About that dessert party, this is one of the desserts I made. And I wanted to make a summery dessert when I hosted my book club tonight, so I finally settled on this recipe. It's supposed to make a sheet cake but since I'm terrible at applying frosting to cakes and cupcakes are the new black, I made them into cupcakes. Here they are:
Lemon Cupcakes (original recipe from here)
1 box (18.25 oz.) lemon cake mix
1 can (15.75 oz.) lemon pie filling (my can was larger, so I put about a TBSP into the icing)
3 oz. cream cheese, softened
1/2 cup butter, softened
2 cups confectioner's sugar
1 1/2 tsp. vanilla (I did about 1 tsp. lemon juice and 1/2 tsp. vanilla to make it more lemony)

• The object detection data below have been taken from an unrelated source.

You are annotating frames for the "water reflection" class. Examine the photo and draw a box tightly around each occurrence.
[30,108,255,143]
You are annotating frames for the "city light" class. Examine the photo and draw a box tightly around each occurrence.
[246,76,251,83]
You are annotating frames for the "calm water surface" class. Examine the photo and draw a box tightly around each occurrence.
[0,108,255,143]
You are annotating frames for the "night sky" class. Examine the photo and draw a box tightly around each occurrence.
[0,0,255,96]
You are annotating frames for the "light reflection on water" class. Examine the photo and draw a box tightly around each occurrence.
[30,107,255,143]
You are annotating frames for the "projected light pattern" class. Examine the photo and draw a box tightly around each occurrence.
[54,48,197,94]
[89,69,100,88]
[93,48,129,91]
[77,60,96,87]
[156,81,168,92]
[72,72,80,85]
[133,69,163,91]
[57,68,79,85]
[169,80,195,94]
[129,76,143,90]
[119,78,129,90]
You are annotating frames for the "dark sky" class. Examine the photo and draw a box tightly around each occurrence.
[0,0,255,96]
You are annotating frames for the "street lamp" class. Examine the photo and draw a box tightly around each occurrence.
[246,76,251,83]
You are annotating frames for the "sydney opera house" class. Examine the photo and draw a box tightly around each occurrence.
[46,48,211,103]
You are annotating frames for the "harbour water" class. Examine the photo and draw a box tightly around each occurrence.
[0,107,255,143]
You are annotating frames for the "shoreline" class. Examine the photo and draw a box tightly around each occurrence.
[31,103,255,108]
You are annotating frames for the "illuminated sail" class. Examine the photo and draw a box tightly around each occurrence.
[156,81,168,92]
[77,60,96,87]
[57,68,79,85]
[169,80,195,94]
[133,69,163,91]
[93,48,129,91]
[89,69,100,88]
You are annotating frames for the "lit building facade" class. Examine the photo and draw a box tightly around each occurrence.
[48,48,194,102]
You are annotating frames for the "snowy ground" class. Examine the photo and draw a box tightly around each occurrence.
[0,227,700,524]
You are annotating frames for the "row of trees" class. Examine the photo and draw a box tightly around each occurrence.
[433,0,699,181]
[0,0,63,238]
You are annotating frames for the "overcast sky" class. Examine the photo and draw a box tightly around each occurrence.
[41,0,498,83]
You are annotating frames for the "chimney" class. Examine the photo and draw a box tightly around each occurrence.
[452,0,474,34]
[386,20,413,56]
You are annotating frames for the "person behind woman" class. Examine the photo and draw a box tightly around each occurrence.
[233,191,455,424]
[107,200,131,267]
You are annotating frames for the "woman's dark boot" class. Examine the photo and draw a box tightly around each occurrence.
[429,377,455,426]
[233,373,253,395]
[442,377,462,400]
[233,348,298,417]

In a large mixing bowl, beat the cake mix and eggs until well blended. Fold in pie filling. Fill cupcake liners 3/4 full of batter. (I used a cookie dough scoop and a half to pour the batter into cupcake liners. I saw this on Paula Deen at our hotel in South Dakota for the 4 1/2 minutes of the show I watched). Bake at 350 for 12-15 minutes or until a toothpick inserted comes out clean. Cool on a wire rack.
In a small mixing bowl, beat cream cheese, butter and confectioner's sugar until smooth. Stir in vanilla (and lemon juice and spoonful of pie filling). Frost cupcakes (I used this). Store in refrigerator. (Everything I've read about this recipe says that they are much better cold.)
Makes about 2 dozen standard sized cupcakes.